Sachs’s rant grew in intensity. “There’s nothing bold about this,” he said. “There’s nothing clever about it, there’s nothing thoughtful about it, there’s nothing innovative about it, it’s just one bald assault by the rich on the poor. And that’s the spirit of the times right now.” The audience hung on Sachs’s every word.
He impugned both parties for turning America into a “corporatocracy” where the “corporate sector has taken hold of government.” He seemed physically ill while describing the world’s corporate masters. He sarcastically parroted the corporatocracy’s lies: “We have to sacrifice community development, we have to sacrifice job training, we have to sacrifice education, we have to sacrifice an energy system, we can’t afford new infrastructure. It’s a shocking, shocking abuse of power.”
The crowd was getting really stoked. The temperature in the church kept rising. The students seemed ready to seize some pitchforks, torches, tar, and feathers.
“It’s shocking irresponsibility,” Sachs said. “And the saddest part—”
The room vibrated with the echoes of long-ago battle cries: Storm the Bastille!
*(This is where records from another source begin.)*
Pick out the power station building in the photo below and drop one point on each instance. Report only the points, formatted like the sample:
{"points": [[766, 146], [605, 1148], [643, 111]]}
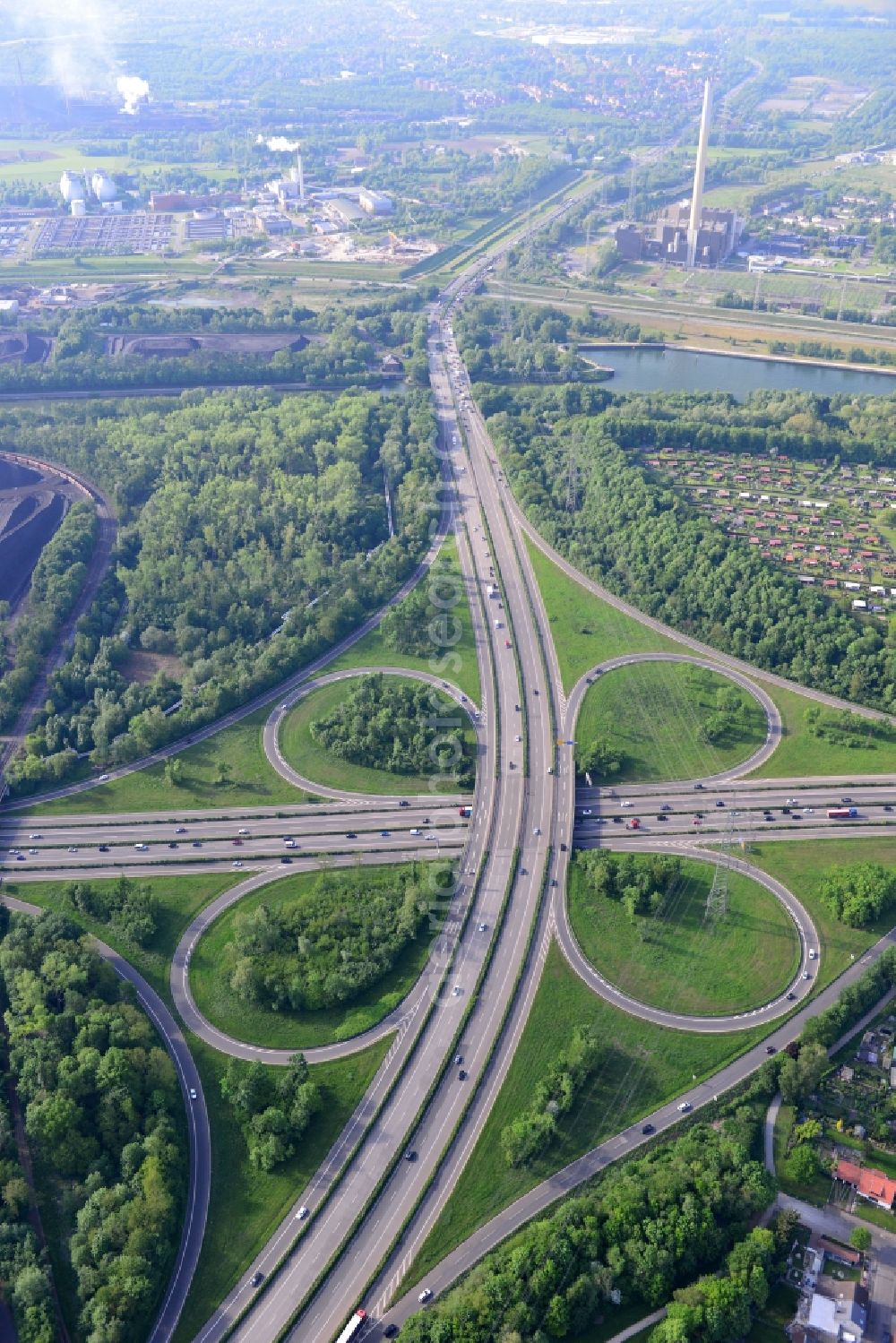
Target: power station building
{"points": [[686, 234]]}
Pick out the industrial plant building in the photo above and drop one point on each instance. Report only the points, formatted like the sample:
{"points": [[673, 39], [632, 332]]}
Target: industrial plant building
{"points": [[688, 233]]}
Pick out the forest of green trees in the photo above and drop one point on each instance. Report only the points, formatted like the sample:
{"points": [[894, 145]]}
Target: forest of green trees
{"points": [[331, 943], [104, 1120], [650, 1225], [23, 1264], [397, 727], [253, 535], [56, 584], [649, 546]]}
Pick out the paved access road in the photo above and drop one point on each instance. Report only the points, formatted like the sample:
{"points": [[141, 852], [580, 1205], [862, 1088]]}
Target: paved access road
{"points": [[521, 822], [279, 715], [97, 567], [198, 1133]]}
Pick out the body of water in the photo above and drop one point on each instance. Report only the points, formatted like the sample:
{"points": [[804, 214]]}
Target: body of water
{"points": [[692, 371]]}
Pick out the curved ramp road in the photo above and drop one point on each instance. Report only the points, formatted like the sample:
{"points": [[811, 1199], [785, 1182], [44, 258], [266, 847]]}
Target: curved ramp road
{"points": [[282, 710], [97, 567], [198, 1132], [261, 700], [624, 1144], [398, 1020], [772, 1010], [774, 726]]}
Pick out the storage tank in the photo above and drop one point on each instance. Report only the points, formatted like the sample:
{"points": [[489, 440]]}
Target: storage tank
{"points": [[72, 187], [104, 188]]}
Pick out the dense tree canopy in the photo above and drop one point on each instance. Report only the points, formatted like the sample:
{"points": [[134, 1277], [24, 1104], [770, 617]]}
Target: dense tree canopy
{"points": [[102, 1115], [398, 727], [653, 548], [254, 533], [858, 895], [651, 1224], [331, 942]]}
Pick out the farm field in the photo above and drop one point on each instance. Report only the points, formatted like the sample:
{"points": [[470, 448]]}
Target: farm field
{"points": [[668, 720], [681, 960], [287, 1029], [829, 524]]}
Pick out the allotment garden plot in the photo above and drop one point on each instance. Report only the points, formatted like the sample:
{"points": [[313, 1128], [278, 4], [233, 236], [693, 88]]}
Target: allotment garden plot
{"points": [[831, 525]]}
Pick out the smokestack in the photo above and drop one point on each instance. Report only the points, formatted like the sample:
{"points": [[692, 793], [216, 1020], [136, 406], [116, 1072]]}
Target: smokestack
{"points": [[699, 174]]}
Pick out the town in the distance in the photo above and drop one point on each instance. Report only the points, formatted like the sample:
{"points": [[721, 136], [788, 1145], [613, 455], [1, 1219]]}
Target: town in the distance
{"points": [[447, 672]]}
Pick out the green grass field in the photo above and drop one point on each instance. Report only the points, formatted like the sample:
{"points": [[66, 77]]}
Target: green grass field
{"points": [[371, 651], [261, 1025], [246, 1205], [654, 713], [801, 865], [180, 899], [314, 762], [802, 753], [642, 1065], [681, 962], [250, 779], [587, 630]]}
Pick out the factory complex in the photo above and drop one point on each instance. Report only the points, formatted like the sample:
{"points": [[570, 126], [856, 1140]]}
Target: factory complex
{"points": [[101, 220], [685, 234]]}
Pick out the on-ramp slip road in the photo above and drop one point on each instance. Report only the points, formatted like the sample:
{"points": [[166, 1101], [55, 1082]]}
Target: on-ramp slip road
{"points": [[198, 1131]]}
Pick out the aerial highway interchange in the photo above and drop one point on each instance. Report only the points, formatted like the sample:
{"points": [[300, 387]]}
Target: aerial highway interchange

Vive la révolution!
“And the saddest part—”
Everyone leaned forward to hear what came next.
“The saddest part of all is that—”
The video connection blanked out. Sachs disappeared.
The deflated crowd let out a frustrated moan. The tree of corporate destruction—it had struck again! And somewhere up above, the plutocrats who’d built Judson Memorial Church were smiling.
Matthew Continetti is opinion editor of The Weekly Standard and author of The Persecution of Sarah Palin.